REM de l’Est: entre questionnements et farouche opposition
Métro
Alors que CDPQ-Infra tenait des rencontres de relations publiques pour répondre aux questions des citoyens dans trois lieux publics de l’Est de Montréal, une manifestation organisée par le Collectif en Environnement Mercier-Est (CEM-E) se mettait en marche pour exprimer leur farouche opposition au tracé aérien du projet de REM de l’Est.
Les manifestants se sont donné rendez-vous au parc Pierre-Tétreault. Leur demande? Que le gouvernement stoppe et réévalue ce projet «pendant qu’il en est encore temps».
«Un REM aérien dévitaliserait nos quartiers. D’un point de vue du transport collectif, ça va vider les finances de la Société de transport de Montréal et d’autres services. L’idée, c’est de montrer qu’il y a un mouvement qui se montre contre le REM», soutient Daniel Chartier, vice-président et porte-parole du CEM-E pour les transports collectifs.
Le CEM-E demande également que l’Agence régionale de transport métropolitain (ARTM) soit mandatée pour procéder aux études requises et qu’il soumette le meilleur scénario à une consultation publique.
Comme d’autres manifestants, Christian Lemire déplore que le tracé proposé dans le quartier soit en transit sans offrir réellement de desserte aux résidents du secteur et dédouble les services de transports existants, comme la ligne verte du métro. «Ce n’est pas un projet structurant. La CDPQ ne pense pas aux citoyens, à l’impact sur l’esthétisme.»
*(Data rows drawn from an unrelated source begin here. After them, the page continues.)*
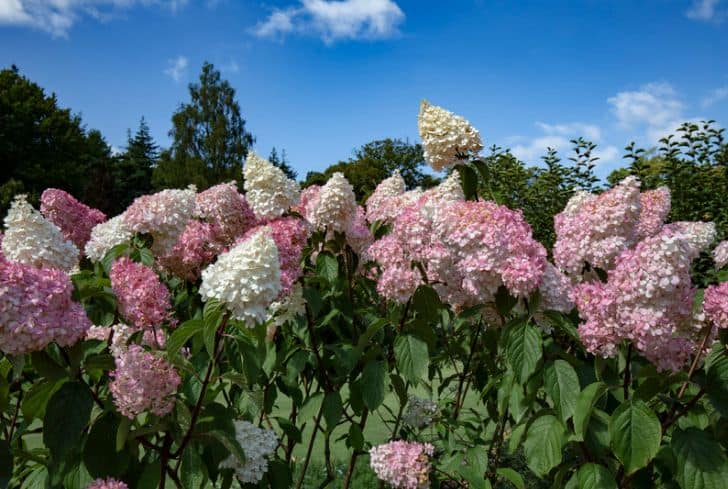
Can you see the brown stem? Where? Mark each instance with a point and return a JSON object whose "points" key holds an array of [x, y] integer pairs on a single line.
{"points": [[205, 382], [355, 454], [309, 450]]}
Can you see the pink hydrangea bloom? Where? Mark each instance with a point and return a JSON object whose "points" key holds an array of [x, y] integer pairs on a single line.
{"points": [[225, 207], [143, 382], [597, 228], [290, 235], [715, 304], [402, 464], [647, 300], [75, 219], [108, 483], [196, 247], [143, 299], [720, 254], [36, 308]]}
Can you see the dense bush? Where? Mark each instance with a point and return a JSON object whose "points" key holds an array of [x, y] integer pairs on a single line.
{"points": [[425, 339]]}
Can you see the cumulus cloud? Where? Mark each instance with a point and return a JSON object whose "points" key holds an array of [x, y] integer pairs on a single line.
{"points": [[177, 67], [334, 20], [705, 10], [58, 16], [715, 96]]}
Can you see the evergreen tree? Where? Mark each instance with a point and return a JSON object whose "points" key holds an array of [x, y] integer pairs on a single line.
{"points": [[210, 142], [282, 163]]}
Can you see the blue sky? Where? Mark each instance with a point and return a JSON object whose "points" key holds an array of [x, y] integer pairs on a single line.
{"points": [[319, 78]]}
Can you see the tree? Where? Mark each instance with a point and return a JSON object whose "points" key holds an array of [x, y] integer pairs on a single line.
{"points": [[43, 145], [282, 163], [135, 166], [210, 142], [376, 161]]}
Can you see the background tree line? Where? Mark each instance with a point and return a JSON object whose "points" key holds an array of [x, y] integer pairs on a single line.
{"points": [[43, 145]]}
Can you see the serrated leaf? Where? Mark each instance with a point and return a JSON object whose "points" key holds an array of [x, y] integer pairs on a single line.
{"points": [[562, 384], [635, 434]]}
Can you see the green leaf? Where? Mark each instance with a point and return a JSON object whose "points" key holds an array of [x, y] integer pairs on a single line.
{"points": [[717, 384], [6, 464], [99, 453], [700, 459], [182, 334], [511, 476], [332, 409], [327, 266], [595, 476], [412, 357], [544, 443], [635, 434], [66, 418], [562, 384], [585, 402], [523, 350], [372, 384]]}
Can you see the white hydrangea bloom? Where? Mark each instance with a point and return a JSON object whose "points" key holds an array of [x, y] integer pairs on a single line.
{"points": [[720, 254], [246, 278], [419, 412], [163, 215], [268, 190], [446, 137], [33, 240], [105, 236], [335, 206], [258, 445]]}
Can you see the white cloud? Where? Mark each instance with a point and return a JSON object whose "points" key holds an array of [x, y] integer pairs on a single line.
{"points": [[654, 105], [715, 96], [334, 20], [177, 68], [705, 10], [58, 16]]}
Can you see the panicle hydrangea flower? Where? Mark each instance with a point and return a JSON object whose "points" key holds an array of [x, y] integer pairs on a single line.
{"points": [[143, 382], [647, 300], [105, 236], [247, 278], [720, 255], [108, 483], [597, 228], [269, 191], [163, 215], [290, 235], [385, 202], [555, 290], [225, 207], [419, 412], [143, 299], [402, 464], [34, 240], [259, 445], [654, 208], [196, 247], [446, 137], [335, 205], [36, 308], [75, 219], [715, 304]]}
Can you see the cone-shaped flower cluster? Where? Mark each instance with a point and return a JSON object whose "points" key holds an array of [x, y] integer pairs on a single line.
{"points": [[163, 215], [246, 278], [33, 240], [76, 220], [402, 464], [446, 137], [143, 382], [269, 191], [258, 445]]}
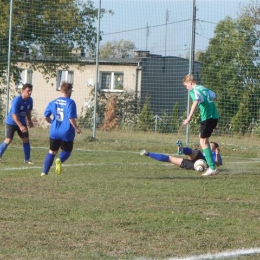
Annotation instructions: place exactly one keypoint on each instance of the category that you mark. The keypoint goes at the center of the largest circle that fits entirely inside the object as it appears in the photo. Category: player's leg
(10, 130)
(49, 158)
(26, 145)
(157, 156)
(207, 128)
(66, 149)
(191, 153)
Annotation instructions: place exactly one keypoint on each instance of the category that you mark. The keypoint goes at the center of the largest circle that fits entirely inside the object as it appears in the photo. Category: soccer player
(203, 98)
(61, 114)
(193, 156)
(21, 109)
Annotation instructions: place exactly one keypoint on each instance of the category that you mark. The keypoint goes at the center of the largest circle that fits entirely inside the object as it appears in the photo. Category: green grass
(111, 203)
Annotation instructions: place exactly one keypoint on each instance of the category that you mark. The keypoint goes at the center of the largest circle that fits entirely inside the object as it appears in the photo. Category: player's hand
(23, 129)
(30, 123)
(78, 131)
(186, 121)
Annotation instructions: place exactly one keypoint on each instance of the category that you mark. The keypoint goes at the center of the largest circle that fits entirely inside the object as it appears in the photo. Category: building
(159, 78)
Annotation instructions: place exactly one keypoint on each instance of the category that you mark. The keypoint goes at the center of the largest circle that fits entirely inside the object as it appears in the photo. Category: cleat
(179, 144)
(58, 166)
(210, 172)
(143, 152)
(28, 162)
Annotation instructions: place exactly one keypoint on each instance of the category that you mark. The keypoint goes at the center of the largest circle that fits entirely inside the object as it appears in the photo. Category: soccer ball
(200, 165)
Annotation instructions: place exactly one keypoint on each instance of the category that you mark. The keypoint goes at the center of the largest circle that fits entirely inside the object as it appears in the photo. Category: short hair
(216, 144)
(27, 85)
(66, 86)
(189, 77)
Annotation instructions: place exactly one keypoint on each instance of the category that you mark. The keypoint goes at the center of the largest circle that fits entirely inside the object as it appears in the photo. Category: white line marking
(70, 165)
(222, 255)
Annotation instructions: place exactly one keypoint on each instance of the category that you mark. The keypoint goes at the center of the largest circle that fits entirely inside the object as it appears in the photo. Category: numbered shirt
(61, 110)
(206, 105)
(19, 107)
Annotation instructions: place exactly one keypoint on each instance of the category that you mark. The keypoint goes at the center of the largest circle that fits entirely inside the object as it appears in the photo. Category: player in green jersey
(203, 98)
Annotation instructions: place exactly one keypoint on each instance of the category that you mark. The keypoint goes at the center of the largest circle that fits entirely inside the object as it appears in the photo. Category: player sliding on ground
(193, 156)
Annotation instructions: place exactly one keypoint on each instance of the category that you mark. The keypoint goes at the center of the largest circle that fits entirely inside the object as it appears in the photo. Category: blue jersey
(19, 107)
(62, 109)
(214, 157)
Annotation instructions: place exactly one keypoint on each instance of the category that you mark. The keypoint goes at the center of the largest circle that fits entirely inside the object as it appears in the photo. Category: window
(64, 75)
(112, 81)
(25, 77)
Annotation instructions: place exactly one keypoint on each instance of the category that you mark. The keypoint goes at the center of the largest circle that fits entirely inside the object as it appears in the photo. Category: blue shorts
(189, 164)
(207, 127)
(55, 145)
(11, 129)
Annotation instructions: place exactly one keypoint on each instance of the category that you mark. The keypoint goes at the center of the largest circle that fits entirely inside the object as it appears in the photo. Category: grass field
(112, 203)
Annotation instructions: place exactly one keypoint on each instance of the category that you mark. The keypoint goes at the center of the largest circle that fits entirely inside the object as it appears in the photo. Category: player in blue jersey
(203, 98)
(193, 156)
(61, 114)
(21, 109)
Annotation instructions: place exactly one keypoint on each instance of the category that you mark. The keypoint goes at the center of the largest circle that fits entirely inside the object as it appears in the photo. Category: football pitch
(111, 203)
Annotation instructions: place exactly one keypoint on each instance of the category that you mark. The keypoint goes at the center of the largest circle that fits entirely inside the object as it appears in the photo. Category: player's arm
(212, 95)
(74, 124)
(29, 118)
(48, 119)
(192, 110)
(18, 122)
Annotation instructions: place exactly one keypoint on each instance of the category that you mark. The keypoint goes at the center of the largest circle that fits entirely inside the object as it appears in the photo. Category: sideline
(222, 255)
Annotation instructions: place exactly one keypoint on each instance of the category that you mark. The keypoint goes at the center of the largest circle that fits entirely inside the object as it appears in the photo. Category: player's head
(26, 90)
(189, 81)
(66, 88)
(213, 146)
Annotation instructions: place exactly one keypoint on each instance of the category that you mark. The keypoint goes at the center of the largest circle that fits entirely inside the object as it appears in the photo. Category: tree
(117, 49)
(230, 66)
(46, 33)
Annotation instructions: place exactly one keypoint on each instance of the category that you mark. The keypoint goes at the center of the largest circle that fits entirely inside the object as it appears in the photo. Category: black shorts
(207, 127)
(55, 145)
(189, 164)
(11, 129)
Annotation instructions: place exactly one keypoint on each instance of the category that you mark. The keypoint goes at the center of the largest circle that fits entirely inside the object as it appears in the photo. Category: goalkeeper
(193, 156)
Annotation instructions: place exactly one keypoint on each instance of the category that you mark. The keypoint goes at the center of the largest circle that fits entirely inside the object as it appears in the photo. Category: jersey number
(60, 114)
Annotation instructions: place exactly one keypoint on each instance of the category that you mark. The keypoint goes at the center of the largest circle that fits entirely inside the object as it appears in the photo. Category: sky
(165, 26)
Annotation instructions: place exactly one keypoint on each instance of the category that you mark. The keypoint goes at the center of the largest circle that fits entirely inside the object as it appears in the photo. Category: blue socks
(26, 151)
(159, 157)
(48, 161)
(3, 147)
(64, 155)
(186, 150)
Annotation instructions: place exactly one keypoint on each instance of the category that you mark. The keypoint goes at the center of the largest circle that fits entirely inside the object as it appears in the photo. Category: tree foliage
(231, 66)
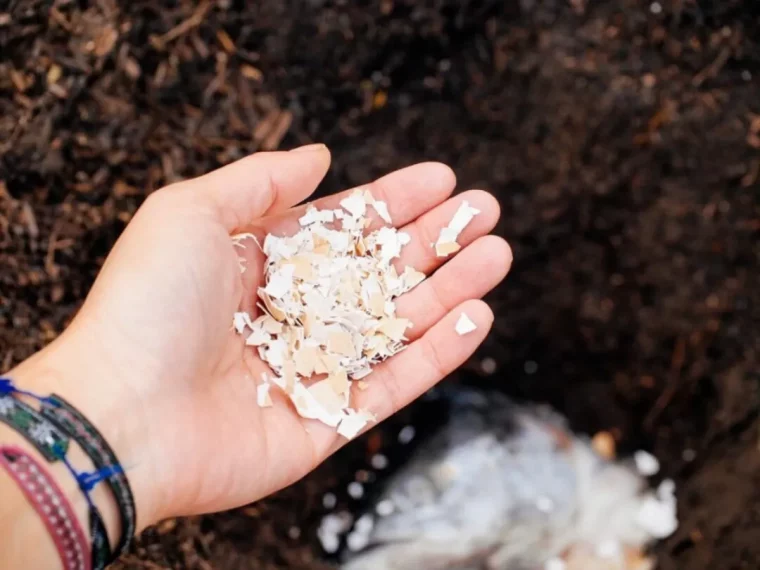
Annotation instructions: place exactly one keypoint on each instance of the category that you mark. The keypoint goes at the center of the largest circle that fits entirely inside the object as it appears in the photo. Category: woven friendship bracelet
(51, 505)
(45, 437)
(70, 420)
(49, 440)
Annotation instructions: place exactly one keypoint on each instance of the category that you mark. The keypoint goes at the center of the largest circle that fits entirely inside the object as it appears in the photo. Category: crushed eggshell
(447, 239)
(465, 325)
(263, 398)
(328, 308)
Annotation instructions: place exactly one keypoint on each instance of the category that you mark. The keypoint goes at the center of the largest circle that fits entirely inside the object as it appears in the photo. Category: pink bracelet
(51, 505)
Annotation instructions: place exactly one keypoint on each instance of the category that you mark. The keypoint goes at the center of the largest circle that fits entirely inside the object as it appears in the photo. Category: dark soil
(621, 137)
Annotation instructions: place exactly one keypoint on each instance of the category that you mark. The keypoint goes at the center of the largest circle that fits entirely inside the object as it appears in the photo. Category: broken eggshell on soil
(327, 306)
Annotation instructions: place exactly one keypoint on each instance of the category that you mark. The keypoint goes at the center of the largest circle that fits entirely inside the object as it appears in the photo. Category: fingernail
(309, 148)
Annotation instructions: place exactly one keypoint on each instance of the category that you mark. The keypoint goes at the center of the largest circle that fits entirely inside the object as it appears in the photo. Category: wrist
(72, 369)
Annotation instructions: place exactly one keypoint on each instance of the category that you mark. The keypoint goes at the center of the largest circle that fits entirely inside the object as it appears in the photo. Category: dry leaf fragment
(465, 325)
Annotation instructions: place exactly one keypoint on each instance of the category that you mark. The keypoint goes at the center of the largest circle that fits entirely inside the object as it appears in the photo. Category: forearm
(60, 369)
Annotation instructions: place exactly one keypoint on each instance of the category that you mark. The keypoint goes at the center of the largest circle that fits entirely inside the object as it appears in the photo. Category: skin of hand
(152, 360)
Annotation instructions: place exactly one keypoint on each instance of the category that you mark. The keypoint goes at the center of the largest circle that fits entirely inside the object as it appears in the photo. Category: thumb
(262, 183)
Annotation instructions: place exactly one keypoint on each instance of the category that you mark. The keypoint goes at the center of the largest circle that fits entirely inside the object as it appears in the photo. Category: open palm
(158, 324)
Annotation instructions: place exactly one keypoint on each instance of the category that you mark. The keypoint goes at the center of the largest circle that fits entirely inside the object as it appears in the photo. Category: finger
(408, 193)
(420, 251)
(262, 183)
(407, 375)
(470, 275)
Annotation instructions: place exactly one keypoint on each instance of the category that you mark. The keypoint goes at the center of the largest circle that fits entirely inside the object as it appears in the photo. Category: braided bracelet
(51, 505)
(48, 439)
(63, 414)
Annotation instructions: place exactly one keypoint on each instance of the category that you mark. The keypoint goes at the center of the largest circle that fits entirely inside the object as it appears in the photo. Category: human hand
(152, 360)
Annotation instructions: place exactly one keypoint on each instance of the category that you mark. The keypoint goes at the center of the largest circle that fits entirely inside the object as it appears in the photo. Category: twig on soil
(195, 20)
(677, 361)
(713, 69)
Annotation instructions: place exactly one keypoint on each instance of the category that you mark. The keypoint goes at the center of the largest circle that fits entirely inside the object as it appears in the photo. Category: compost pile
(622, 140)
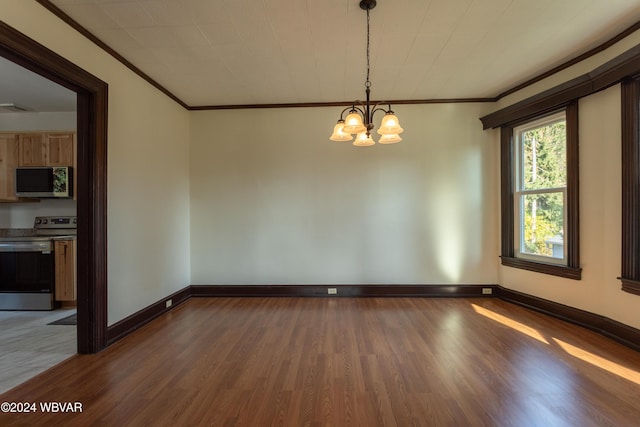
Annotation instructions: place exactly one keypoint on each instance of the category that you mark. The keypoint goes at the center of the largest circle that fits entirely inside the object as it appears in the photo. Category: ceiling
(30, 92)
(236, 52)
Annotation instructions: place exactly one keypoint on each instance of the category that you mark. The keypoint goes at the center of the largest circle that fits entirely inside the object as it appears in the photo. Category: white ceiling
(229, 52)
(31, 92)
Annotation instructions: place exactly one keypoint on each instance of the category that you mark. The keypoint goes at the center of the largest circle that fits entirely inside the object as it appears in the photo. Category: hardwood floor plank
(345, 362)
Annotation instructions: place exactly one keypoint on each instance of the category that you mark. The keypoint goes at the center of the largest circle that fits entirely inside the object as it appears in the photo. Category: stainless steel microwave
(49, 181)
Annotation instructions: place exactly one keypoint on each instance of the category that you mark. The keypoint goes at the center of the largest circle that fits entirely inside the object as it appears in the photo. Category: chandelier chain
(368, 83)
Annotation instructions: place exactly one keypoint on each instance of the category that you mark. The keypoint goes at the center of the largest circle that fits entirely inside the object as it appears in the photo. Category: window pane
(543, 227)
(544, 158)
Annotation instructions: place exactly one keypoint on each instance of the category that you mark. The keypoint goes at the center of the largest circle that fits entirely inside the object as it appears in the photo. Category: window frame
(570, 270)
(520, 190)
(630, 257)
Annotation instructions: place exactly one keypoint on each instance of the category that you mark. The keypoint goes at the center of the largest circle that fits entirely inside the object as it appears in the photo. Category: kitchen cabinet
(65, 266)
(46, 149)
(9, 150)
(60, 149)
(33, 150)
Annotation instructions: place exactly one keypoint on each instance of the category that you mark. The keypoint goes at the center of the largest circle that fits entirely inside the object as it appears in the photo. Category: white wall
(273, 201)
(148, 163)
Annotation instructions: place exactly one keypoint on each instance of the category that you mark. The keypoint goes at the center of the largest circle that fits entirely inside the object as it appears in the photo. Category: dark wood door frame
(92, 170)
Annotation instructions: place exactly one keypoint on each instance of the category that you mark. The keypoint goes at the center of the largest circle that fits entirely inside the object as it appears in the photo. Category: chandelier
(359, 121)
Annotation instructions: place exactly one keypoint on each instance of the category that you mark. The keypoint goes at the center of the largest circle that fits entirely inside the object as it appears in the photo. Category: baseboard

«On n’en veut pas de cette horreur dans notre face. Ils devraient plutôt continuer la ligne de métro en sous-terrain», martèle Ginette Blais. Julie « veut que ça passe en sous-terrain, ou pas du tout. En aérien, au deux trois minutes sans cesse, proche des maisons… On a de jeunes enfants, on veut s’entendre parler, dormir sans vibrations.»
Selon CDPQ Infra, le maître d’œuvre du projet travaille actuellement à définir l’implantation de la structure aérienne sur le long de la rue Sherbrooke. «C’est un dossier auquel on travaille avec la ville de Montréal et le comité d’experts indépendants», soutient par téléphone Virginie Cousineau, directrice affaires publiques de CDPQ Infra et porte-parole du REM de l’Est. Un aperçu pourra être présenté aux citoyens au début 2022.